June 20, 1981- Khomeini’s order to open fire on peaceful demonstration of half-a-million supporters of MEK

The turning point came on 20th June 1981, when the MEK called a demonstration to protest at the regime’s crackdown, and to call for political freedom which half-a-million supporters participated at. Khomeini ordered the Revolutionary Guards to open fire on the swelling crowd, fearing that without absolute repression the democratic opposition (MEK) would force him to engage in serious reforms – an anathema as far as he was concerned; he ordered the mass and summary executions of those arrested.

Since then, MEK activists have been the prime victims of human rights violations in Iran. Over 120,000 of its members and supporters have been executed by the Iranian regime, 30,000 of which, were executed in a few months in the summer of 1988, on a direct fatwa by Khomeini, which stated any prisoners who remain loyal to the MEK must be executed.

Having been denied its fundamental rights and having come under extensive attack at the time that millions of its members, supporters and sympathizers had no protection against the brutal onslaught of the Iranian regime, the MEK had no choice but to resist against the mullahs’ reign of terror.

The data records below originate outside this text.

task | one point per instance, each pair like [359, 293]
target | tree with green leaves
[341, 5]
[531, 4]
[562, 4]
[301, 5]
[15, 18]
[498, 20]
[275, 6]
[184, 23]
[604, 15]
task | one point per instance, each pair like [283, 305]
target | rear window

“Towards the end of 1981, many of the members of the MEK and supporters went into exile. Their principal refuge was in France. But in 1986, after negotiations between the French and the Iranian authorities, the French government effectively treated them as undesirable aliens, and the leadership of the MEK with several thousand followers relocated to Iraq.” (Judgment of the Proscribed Organizations Appeal Commission, November 30, 2007.)

MEK Today

The MEK today is the oldest and largest anti-fundamentalist Muslim group in the Middle East. It has been active for more than a half century, battling two dictatorships and a wide range of issues. The MEK supports:

• Universal suffrage as the sole criterion for legitimacy

• Pluralistic system of governance

• Respect for individual freedoms

• Ban on the death penalty

• Separation of religion and state

• Full gender equality

• Equal participation of women in political leadership. MEK is actually led by its central committee consist of 1000 women.

• Modern judicial system that emphasizes the principle of innocence, a right to a defense, and due process

• Free markets

• Relations with all countries in the world

• Commitment to a non-nuclear Iran

The MEK remains a strong and cohesive organization, with a broad reach both worldwide and deep within Iran. MEK is the leading voice for democracy in Iran, supported by its interpretation of Islam that discredits the fundamentalist mullahs’ regime.